Les idées reçues évoquées dans cet article ne proviennent pas d’une seule source erronée. Elles proviennent de vieux conseils, de proches bien intentionnés, du discours marketing des émetteurs de cartes et de conseils qui se sont répandus comme une traînée de poudre sur les réseaux sociaux. Certaines contenaient un fond de vérité il y a plusieurs décennies. D’autres n’ont jamais été vraies. Ce qui importe aujourd’hui, c’est ce qui est réellement vrai pour les titulaires de cartes canadiens en 2026.

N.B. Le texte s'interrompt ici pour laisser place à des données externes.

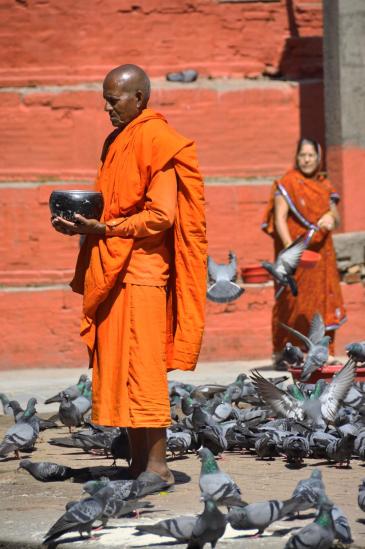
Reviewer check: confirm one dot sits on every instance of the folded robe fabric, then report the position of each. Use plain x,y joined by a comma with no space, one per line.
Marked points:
130,159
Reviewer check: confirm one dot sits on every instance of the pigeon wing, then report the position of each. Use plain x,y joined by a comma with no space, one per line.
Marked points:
279,400
338,390
317,329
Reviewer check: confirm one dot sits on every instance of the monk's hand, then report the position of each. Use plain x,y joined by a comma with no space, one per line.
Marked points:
83,225
63,226
326,222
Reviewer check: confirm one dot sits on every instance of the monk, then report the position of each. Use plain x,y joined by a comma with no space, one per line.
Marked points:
142,272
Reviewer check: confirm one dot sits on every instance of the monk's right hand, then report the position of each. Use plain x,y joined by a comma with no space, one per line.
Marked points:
63,226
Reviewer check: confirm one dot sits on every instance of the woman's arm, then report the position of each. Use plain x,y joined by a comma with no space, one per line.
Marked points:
331,219
280,220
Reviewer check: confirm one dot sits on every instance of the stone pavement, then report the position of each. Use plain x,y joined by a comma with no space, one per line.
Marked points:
28,507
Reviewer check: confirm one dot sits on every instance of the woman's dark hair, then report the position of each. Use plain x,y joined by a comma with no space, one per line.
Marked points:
308,141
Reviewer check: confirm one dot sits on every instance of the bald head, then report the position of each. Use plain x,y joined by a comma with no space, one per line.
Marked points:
126,90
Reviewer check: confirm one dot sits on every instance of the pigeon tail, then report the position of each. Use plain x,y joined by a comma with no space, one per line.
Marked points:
224,291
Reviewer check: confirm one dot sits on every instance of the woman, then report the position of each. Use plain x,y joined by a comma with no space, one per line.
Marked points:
302,200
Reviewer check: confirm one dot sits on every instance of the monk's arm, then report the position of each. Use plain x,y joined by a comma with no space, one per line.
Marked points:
160,211
280,219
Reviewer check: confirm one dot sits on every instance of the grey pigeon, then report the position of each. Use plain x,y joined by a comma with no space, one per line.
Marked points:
22,435
196,531
80,516
286,265
341,450
46,471
69,414
319,534
180,528
310,491
341,525
356,351
5,403
292,355
317,344
73,391
223,289
209,526
361,496
215,483
118,504
179,443
295,448
121,488
260,515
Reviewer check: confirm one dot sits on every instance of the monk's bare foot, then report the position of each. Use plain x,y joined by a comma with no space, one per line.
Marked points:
163,472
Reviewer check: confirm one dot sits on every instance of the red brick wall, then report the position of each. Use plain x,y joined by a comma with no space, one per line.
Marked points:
66,41
53,58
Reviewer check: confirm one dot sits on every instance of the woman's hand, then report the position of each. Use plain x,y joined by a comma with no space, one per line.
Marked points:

Les 13 plus grands mythes sur les cartes de crédit au Canada
Mythe n° 1 : toutes les dettes de carte de crédit sont néfastes
Utilisée de manière responsable — en la remboursant intégralement chaque mois —, une carte de crédit est un outil, et non un piège. Elle vous permet de constituer un historique de crédit, vous offre une protection contre la fraude que la carte de débit ne propose pas, et facilite la gestion de votre trésorerie au quotidien. Le problème ne vient pas de la carte. Le problème, c’est de laisser un solde impayé à un taux d’intérêt de 20 %.

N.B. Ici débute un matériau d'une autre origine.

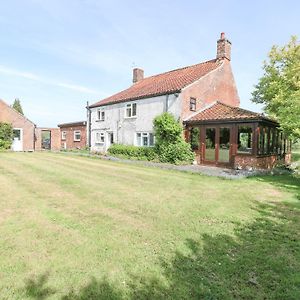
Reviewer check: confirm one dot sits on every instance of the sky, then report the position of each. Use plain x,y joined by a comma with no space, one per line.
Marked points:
55,55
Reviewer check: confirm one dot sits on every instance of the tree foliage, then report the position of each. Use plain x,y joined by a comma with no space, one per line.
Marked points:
279,88
18,107
169,142
6,135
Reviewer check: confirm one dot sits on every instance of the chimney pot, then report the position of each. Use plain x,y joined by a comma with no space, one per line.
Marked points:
223,48
138,75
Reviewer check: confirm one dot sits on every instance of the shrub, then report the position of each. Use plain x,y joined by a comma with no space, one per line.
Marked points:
6,135
177,153
170,145
128,151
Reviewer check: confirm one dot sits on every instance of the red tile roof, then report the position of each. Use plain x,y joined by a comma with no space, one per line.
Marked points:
162,84
222,111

Mythe n° 2 : Le fait de conserver un petit solde sur votre carte de crédit est bénéfique pour votre cote de crédit
C’est l’un des mythes les plus coûteux en matière de finances personnelles. Votre score de crédit ne vous récompense pas pour le paiement d’intérêts. Ce qui améliore votre score, c’est d’utiliser votre carte et de payer dans les délais — que vous régliez l’intégralité du solde de votre relevé ou que vous reportiez une partie de celui-ci, cela n’a aucune incidence positive sur votre score. Le fait de reporter un solde vous coûte simplement des intérêts, sans aucun avantage.
Mythe n° 3 : le paiement minimum est « suffisant »
Le montant minimum à payer est fixé par l’émetteur de la carte afin de maintenir votre compte en règle — et non pour vous permettre de vous désendetter. Le calculateur de remboursement de carte de crédit de l’ACFC montre qu’il faut environ 10 ans pour rembourser un solde de 1 000 $ aux taux habituels en ne payant que le minimum, ce qui entraîne près de 800 $ d’intérêts supplémentaires.
Mythe n° 4 : la résiliation d’anciennes cartes de crédit améliore votre score
La clôture d’une ancienne carte de crédit a généralement un double impact négatif sur votre score : elle réduit la durée moyenne de votre historique de crédit et supprime une partie de votre plafond de crédit disponible, ce qui augmente votre taux d’utilisation. Ces deux facteurs sont fortement pris en compte par Equifax et TransUnion. À moins que cette carte ne soit assortie de frais annuels que vous ne pouvez pas justifier, il est généralement préférable de la laisser ouverte et inutilisée.
Mythe n° 5 : le fait de vérifier votre propre score de crédit fait baisser celui-ci
La consultation de votre propre score — via Borrowell, Credit Karma, l’application de votre banque, Equifax ou TransUnion — constitue une « consultation informelle ». Elle n’a aucun impact sur votre score. Seules les « demandes officielles » émanant de prêteurs, lorsque vous effectuez une demande de crédit, peuvent affecter votre score, et même dans ce cas, l’impact est généralement mineur et de courte durée.
Mythe n° 6 : Il est dangereux de posséder plusieurs cartes de crédit
Le fait de posséder davantage de cartes n’est pas nécessairement risqué : ce qui compte, c’est la manière dont vous les utilisez. Un plus grand nombre de cartes signifie une ligne de crédit totale plus élevée, ce qui peut réduire votre taux d’utilisation et améliorer votre score. Le risque n’intervient que si ces cartes supplémentaires vous incitent à effectuer des dépenses supplémentaires que vous ne pouvez pas rembourser.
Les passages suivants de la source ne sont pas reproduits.